Le 31 mai dernier, Christine Boutin, présidente du parti démocrate-chrétien [1], s’autoproclame porte-parole des françaiSEs en écrivant une lettre au ministre de l’Education Nationale, Luc Chatel. Elle y demande le retrait des nouveaux programmes de Sciences de la vie et de la terre au lycée qui ont trait au concept de genre : « nous ne pouvons accepter que l’école devienne un lieu de propagande où l’adolescent serait l’otage de préoccupations de groupes minoritaires en mal d’imposer une vision de la ’’normalité’’ que le peuple français ne partage pas ». La présidente du Parti chrétien-démocrate refuse donc de voir exposer « comme une explication scientifique ce qui relève d’un parti pris idéologique ».

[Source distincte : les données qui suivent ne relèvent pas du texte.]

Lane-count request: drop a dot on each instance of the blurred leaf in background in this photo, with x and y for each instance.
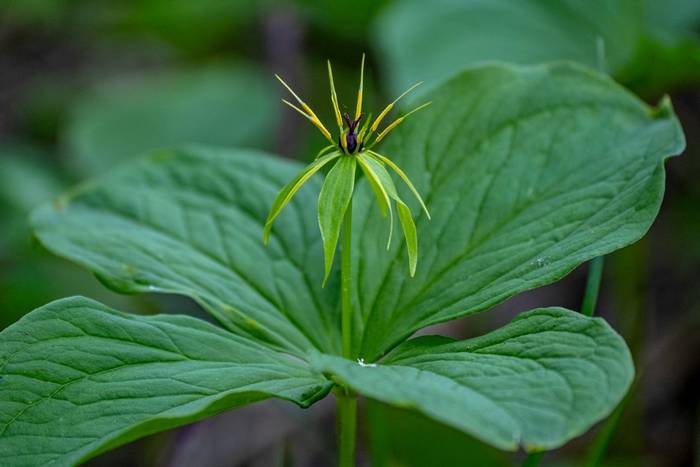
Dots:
(218, 105)
(26, 181)
(642, 43)
(401, 437)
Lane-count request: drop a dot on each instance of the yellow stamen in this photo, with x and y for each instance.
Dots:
(307, 112)
(360, 91)
(344, 141)
(396, 123)
(388, 108)
(313, 120)
(334, 98)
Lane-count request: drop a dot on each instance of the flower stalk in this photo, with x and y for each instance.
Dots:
(353, 148)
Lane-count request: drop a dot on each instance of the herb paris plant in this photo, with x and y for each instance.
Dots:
(352, 148)
(527, 172)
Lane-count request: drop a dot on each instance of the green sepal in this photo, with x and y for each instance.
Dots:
(381, 187)
(333, 201)
(409, 233)
(288, 192)
(384, 181)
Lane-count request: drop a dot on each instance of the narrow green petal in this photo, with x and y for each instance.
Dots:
(288, 192)
(409, 233)
(403, 176)
(380, 191)
(333, 201)
(360, 91)
(408, 226)
(334, 97)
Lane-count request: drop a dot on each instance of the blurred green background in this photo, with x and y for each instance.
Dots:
(86, 85)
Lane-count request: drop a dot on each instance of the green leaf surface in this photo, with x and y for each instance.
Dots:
(190, 222)
(226, 105)
(78, 378)
(333, 201)
(607, 35)
(537, 382)
(527, 173)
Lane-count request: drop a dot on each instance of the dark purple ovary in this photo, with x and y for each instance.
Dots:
(351, 137)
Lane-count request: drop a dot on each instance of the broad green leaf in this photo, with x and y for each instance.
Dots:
(432, 44)
(333, 201)
(527, 173)
(78, 378)
(537, 382)
(409, 233)
(126, 117)
(404, 177)
(190, 222)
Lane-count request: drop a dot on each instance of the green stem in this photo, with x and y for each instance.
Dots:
(347, 418)
(346, 282)
(590, 296)
(346, 401)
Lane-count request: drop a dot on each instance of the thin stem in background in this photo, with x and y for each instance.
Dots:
(590, 296)
(346, 402)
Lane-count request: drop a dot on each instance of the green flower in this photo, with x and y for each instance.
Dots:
(354, 147)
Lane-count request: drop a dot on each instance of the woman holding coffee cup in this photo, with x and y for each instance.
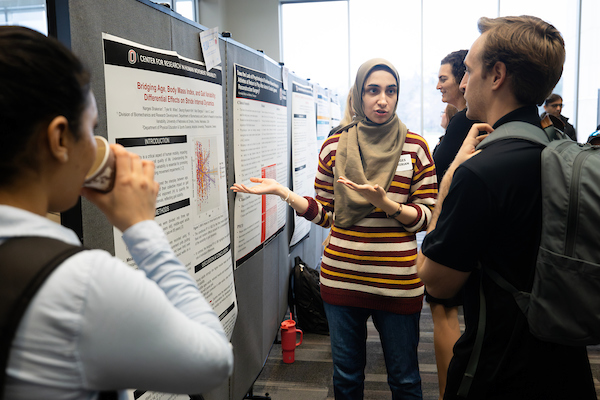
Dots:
(82, 332)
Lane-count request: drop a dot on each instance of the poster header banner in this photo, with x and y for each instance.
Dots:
(129, 56)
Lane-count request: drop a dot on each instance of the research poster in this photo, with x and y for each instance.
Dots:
(304, 151)
(169, 109)
(260, 150)
(336, 110)
(323, 115)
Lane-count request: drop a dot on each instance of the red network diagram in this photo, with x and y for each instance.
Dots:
(205, 175)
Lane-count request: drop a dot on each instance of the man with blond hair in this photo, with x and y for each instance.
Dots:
(488, 216)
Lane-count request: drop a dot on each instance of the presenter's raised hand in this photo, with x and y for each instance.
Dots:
(133, 198)
(373, 194)
(265, 186)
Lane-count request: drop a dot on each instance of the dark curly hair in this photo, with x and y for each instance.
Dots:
(40, 79)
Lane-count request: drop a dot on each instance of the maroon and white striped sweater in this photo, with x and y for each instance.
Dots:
(372, 264)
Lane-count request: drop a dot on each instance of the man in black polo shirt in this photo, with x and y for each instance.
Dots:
(489, 214)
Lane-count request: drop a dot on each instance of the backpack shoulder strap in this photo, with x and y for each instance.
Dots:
(521, 130)
(25, 263)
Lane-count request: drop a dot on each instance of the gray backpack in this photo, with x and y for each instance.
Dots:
(564, 304)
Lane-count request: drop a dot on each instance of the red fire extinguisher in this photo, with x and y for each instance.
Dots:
(288, 339)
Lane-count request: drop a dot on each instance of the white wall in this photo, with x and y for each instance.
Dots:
(254, 23)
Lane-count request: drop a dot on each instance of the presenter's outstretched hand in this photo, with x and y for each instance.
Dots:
(265, 186)
(133, 198)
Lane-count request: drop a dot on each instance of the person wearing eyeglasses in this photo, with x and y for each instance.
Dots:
(594, 138)
(553, 106)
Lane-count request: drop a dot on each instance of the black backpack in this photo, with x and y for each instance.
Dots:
(564, 304)
(305, 299)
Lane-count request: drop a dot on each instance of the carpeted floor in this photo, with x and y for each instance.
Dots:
(309, 377)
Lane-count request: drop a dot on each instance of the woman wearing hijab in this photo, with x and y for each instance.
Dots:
(375, 187)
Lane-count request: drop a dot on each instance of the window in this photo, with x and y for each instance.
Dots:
(416, 34)
(186, 8)
(31, 14)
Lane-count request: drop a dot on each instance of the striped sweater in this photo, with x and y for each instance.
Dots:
(372, 264)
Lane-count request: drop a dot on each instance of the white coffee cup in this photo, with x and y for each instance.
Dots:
(102, 173)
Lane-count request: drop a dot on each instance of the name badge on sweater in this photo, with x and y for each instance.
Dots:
(405, 163)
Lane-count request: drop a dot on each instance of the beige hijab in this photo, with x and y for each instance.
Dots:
(367, 153)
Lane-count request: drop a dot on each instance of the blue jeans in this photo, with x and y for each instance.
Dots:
(399, 335)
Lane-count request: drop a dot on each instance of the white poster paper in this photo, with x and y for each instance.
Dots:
(323, 116)
(260, 137)
(304, 151)
(169, 109)
(209, 41)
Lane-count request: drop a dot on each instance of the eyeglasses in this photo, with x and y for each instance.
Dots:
(594, 137)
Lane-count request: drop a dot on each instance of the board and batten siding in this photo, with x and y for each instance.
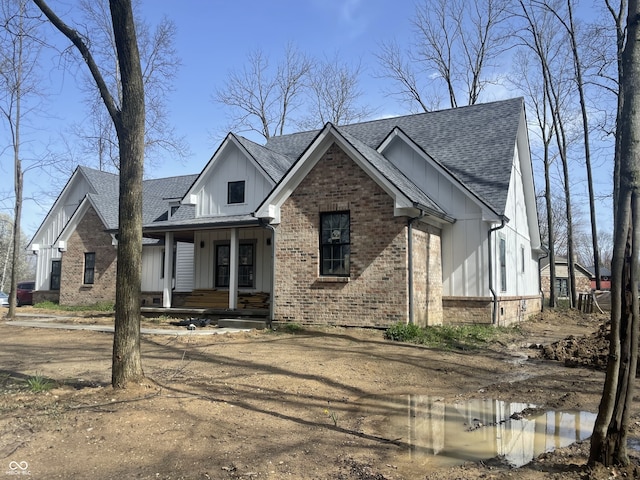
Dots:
(204, 256)
(152, 275)
(233, 167)
(53, 226)
(522, 280)
(464, 244)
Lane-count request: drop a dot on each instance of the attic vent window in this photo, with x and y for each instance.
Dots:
(235, 192)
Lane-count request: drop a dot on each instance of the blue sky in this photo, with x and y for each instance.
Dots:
(214, 37)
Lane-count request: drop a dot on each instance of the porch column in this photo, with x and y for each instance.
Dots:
(233, 270)
(168, 270)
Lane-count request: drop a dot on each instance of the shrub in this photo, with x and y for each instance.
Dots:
(445, 336)
(404, 332)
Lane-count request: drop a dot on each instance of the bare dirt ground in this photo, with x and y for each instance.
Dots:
(271, 405)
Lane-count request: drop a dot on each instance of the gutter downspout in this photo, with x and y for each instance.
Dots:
(272, 303)
(540, 290)
(494, 313)
(410, 261)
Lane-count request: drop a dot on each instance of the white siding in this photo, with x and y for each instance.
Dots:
(152, 275)
(53, 225)
(232, 166)
(518, 236)
(184, 267)
(204, 256)
(465, 243)
(152, 269)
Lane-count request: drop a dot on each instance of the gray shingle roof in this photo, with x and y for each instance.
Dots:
(156, 194)
(475, 143)
(393, 174)
(273, 163)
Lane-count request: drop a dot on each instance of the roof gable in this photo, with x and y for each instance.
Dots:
(271, 165)
(475, 143)
(405, 194)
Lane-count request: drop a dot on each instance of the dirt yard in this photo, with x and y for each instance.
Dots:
(272, 405)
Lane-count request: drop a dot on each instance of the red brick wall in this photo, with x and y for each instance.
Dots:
(88, 237)
(375, 294)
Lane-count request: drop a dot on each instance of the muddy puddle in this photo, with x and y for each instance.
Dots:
(430, 432)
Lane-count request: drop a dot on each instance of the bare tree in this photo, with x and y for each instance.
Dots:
(19, 55)
(160, 64)
(609, 439)
(457, 43)
(128, 117)
(409, 83)
(262, 99)
(540, 34)
(333, 94)
(569, 25)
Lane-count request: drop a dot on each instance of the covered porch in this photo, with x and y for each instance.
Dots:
(232, 268)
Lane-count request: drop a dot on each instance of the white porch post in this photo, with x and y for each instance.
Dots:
(168, 270)
(233, 270)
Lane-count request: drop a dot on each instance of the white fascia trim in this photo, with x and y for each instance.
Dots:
(190, 198)
(75, 220)
(230, 141)
(54, 208)
(309, 159)
(435, 164)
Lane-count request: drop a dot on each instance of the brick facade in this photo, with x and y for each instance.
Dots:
(376, 292)
(89, 236)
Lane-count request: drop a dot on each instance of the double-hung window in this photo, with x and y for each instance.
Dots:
(235, 192)
(246, 265)
(56, 269)
(89, 268)
(335, 244)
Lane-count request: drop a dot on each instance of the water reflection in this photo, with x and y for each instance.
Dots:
(477, 429)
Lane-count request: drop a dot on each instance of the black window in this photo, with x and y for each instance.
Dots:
(503, 265)
(335, 244)
(222, 265)
(562, 287)
(89, 268)
(245, 265)
(56, 268)
(235, 192)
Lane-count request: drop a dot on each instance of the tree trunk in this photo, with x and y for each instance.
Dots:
(127, 365)
(609, 439)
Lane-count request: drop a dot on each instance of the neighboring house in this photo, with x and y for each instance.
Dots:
(562, 287)
(427, 218)
(605, 278)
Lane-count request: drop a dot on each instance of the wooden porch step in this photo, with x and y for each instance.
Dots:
(219, 299)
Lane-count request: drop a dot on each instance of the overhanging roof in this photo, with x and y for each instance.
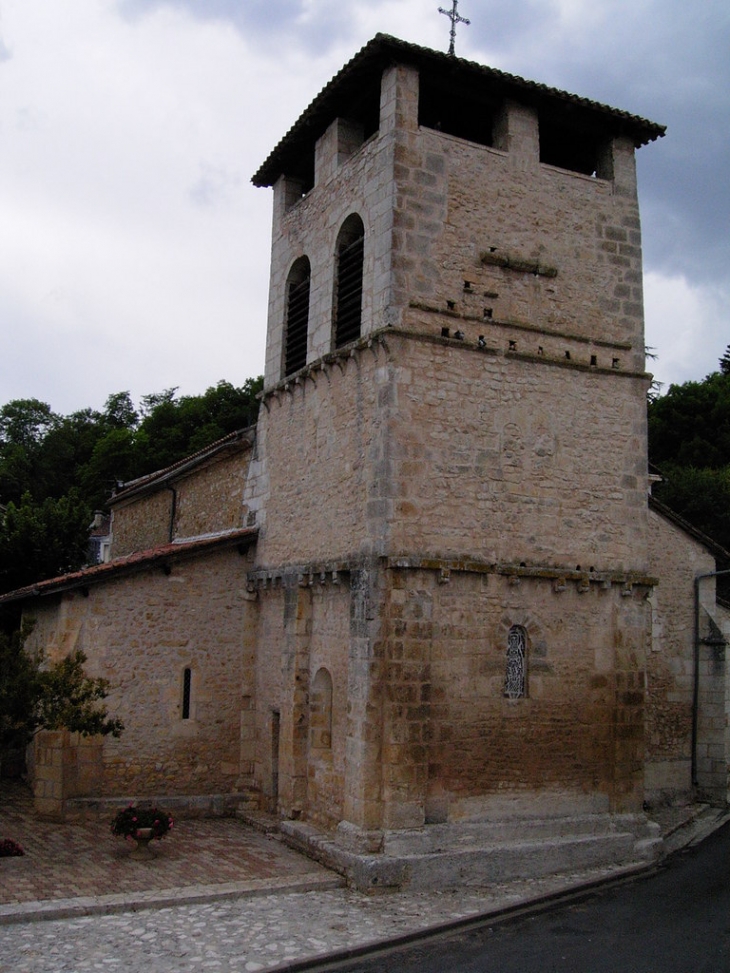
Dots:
(363, 72)
(238, 440)
(160, 556)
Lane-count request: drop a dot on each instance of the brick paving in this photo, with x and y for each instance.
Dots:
(64, 861)
(217, 896)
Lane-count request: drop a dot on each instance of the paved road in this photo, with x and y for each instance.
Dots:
(675, 921)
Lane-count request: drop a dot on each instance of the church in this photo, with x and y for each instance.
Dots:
(427, 604)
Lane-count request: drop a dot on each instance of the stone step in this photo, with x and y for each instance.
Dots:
(481, 860)
(465, 835)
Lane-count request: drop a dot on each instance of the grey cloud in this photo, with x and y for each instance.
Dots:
(214, 185)
(664, 60)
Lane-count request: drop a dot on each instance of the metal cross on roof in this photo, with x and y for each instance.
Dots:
(455, 19)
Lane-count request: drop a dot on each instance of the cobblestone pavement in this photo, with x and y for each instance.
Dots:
(218, 897)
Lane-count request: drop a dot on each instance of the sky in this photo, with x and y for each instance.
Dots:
(134, 250)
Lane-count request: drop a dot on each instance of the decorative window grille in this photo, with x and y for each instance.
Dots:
(348, 281)
(516, 678)
(297, 316)
(187, 685)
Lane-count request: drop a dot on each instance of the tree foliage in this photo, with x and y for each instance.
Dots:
(54, 697)
(55, 471)
(689, 442)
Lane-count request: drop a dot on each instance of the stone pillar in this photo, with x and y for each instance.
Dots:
(294, 713)
(406, 701)
(362, 803)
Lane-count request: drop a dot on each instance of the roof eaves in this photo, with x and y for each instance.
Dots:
(242, 537)
(384, 49)
(241, 439)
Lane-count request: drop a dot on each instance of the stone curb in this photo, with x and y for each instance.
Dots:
(498, 914)
(684, 835)
(90, 905)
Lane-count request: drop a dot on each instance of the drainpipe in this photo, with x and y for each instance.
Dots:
(696, 673)
(173, 512)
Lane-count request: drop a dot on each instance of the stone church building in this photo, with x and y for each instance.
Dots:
(427, 603)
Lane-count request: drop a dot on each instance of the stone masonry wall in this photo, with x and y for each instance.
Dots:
(140, 633)
(303, 629)
(327, 465)
(452, 742)
(677, 560)
(206, 501)
(141, 524)
(515, 461)
(210, 500)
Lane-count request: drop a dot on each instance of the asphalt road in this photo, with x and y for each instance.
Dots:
(676, 920)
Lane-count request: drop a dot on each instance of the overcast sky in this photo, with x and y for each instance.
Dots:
(134, 250)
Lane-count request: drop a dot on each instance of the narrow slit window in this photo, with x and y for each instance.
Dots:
(348, 281)
(297, 316)
(515, 683)
(187, 686)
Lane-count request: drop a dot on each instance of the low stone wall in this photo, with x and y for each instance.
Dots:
(63, 765)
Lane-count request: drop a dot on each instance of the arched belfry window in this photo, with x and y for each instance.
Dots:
(297, 316)
(321, 710)
(515, 683)
(348, 281)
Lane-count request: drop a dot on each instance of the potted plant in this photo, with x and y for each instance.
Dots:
(142, 825)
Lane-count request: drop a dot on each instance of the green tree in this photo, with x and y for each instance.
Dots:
(55, 470)
(42, 540)
(59, 696)
(725, 362)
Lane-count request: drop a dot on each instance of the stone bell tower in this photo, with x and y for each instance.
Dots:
(451, 483)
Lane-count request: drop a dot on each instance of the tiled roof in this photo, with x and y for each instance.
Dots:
(133, 563)
(240, 439)
(365, 68)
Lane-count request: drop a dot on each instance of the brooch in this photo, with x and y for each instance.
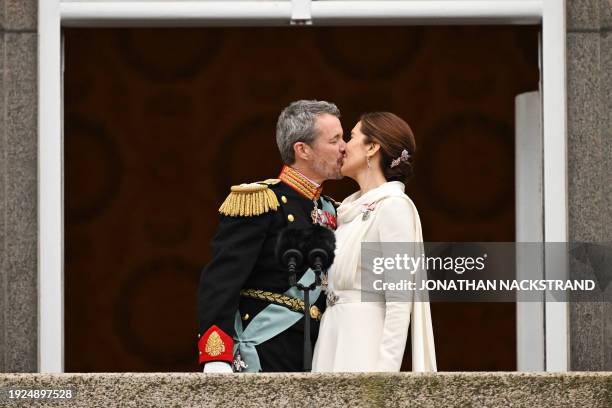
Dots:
(366, 210)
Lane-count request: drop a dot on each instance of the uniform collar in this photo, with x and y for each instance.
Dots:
(300, 183)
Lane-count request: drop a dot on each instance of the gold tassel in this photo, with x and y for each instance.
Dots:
(247, 200)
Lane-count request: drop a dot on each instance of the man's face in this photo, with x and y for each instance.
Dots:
(328, 147)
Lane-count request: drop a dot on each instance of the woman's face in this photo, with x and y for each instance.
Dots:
(355, 155)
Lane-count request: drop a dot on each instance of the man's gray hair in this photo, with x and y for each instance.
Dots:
(296, 123)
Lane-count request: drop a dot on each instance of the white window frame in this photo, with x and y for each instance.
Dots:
(54, 14)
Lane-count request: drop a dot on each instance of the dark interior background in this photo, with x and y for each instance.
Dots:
(159, 123)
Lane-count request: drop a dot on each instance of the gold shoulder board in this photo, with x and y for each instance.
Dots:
(247, 200)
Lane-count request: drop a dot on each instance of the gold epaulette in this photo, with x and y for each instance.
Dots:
(247, 200)
(332, 201)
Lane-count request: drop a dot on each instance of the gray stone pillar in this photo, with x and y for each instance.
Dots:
(589, 86)
(18, 186)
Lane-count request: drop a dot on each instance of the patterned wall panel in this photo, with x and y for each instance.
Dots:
(160, 122)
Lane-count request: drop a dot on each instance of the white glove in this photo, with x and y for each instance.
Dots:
(218, 367)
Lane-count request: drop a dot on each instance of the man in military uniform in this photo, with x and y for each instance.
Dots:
(250, 319)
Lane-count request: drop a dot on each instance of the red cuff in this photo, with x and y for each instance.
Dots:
(216, 345)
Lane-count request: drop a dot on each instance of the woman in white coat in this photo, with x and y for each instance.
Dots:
(370, 336)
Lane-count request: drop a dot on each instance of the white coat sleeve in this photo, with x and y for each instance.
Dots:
(398, 222)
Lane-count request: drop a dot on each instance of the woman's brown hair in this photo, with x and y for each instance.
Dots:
(393, 135)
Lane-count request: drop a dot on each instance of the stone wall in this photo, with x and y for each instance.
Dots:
(18, 186)
(589, 87)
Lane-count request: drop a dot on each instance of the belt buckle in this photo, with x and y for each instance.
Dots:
(332, 298)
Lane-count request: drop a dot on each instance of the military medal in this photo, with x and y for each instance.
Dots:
(316, 214)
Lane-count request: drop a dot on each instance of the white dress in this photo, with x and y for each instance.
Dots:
(356, 336)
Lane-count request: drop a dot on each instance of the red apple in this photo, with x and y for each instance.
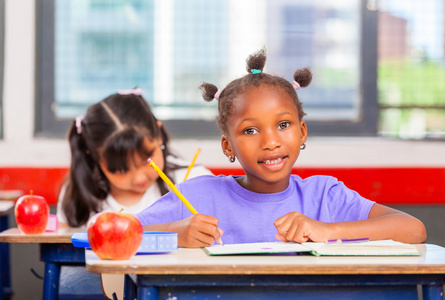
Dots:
(31, 214)
(114, 235)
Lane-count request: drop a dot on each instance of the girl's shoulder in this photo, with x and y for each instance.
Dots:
(315, 180)
(181, 166)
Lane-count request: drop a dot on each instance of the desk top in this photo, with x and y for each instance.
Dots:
(195, 262)
(63, 235)
(6, 206)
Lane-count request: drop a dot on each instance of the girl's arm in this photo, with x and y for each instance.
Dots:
(193, 232)
(383, 223)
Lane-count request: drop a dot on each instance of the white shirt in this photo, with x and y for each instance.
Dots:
(150, 196)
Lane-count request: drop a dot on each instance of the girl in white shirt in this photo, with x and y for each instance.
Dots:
(110, 146)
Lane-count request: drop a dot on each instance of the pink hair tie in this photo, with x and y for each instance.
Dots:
(296, 85)
(79, 120)
(217, 94)
(137, 92)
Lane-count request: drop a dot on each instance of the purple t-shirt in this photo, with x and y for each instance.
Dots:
(247, 217)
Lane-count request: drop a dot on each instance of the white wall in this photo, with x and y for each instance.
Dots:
(20, 148)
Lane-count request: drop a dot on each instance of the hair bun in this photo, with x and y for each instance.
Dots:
(256, 61)
(208, 91)
(303, 76)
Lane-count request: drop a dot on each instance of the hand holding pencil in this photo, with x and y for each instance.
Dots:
(175, 190)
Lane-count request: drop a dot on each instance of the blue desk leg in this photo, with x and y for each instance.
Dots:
(55, 256)
(148, 293)
(5, 281)
(51, 282)
(129, 288)
(433, 292)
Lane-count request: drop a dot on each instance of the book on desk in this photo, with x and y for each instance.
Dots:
(369, 248)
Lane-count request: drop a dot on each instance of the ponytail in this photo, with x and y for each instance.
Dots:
(86, 186)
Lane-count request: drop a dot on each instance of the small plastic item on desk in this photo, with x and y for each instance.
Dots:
(53, 223)
(152, 242)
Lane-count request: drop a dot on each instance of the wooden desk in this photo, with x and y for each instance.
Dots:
(6, 207)
(56, 250)
(190, 273)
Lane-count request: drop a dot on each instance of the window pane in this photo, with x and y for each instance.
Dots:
(2, 32)
(168, 47)
(411, 69)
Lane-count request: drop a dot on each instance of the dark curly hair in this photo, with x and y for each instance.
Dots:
(114, 129)
(230, 93)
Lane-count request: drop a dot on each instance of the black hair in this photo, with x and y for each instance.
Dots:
(114, 130)
(255, 77)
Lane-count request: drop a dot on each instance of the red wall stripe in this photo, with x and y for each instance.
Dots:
(408, 185)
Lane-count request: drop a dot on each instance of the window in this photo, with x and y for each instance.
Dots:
(88, 49)
(2, 32)
(411, 69)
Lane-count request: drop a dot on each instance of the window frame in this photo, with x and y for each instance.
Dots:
(2, 61)
(47, 125)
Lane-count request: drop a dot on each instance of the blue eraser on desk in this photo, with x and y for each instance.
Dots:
(152, 242)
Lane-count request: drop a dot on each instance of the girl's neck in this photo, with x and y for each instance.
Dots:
(126, 198)
(263, 187)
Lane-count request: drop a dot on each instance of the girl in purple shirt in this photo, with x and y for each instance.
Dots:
(261, 119)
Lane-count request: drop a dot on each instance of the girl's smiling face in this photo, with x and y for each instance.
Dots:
(265, 135)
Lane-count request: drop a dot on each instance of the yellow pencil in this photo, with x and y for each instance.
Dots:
(192, 164)
(175, 190)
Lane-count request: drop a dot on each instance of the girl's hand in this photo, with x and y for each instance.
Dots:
(296, 227)
(197, 231)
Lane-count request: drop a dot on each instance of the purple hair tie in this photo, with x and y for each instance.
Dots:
(137, 92)
(217, 94)
(79, 120)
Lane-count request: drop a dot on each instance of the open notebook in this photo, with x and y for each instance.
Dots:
(370, 248)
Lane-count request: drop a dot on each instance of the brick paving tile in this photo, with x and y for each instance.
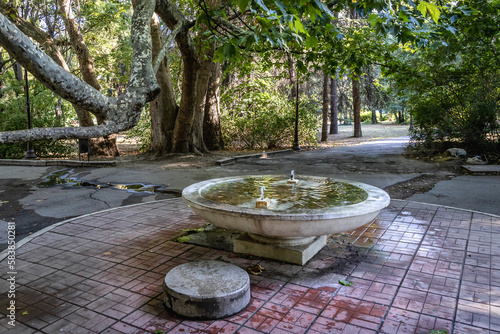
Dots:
(416, 268)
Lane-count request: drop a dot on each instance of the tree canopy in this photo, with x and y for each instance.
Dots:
(327, 36)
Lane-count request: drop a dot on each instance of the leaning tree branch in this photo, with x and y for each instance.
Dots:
(62, 133)
(48, 72)
(119, 114)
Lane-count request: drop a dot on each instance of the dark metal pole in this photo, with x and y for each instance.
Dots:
(30, 153)
(296, 146)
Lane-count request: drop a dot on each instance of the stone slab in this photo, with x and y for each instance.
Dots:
(206, 289)
(291, 254)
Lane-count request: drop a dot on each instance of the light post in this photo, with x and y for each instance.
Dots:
(296, 146)
(30, 153)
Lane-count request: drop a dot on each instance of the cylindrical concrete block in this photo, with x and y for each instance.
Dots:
(206, 289)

Depuis, une véritable croisade est menée contre ces programmes. En juin, la confédération nationale des Associations des familles catholiques publie un ensemble de textes contre les nouveaux programmes et manuels de SVT en premières L et ES. La pétition intitulée « Défendons la liberté de conscience à l’école » a recueilli plus de 26 600 signatures à ce jour. Le 25 juillet, Familles de France écrit au Président de la République que la « théorie du genre » « n’a rien de scientifique, ni de biologique », et que ses « concepteurs » visent à « orienter les jeunes vers des expériences sexuelles diverses, considérant que le sexe social est plus important que le sexe biologique ».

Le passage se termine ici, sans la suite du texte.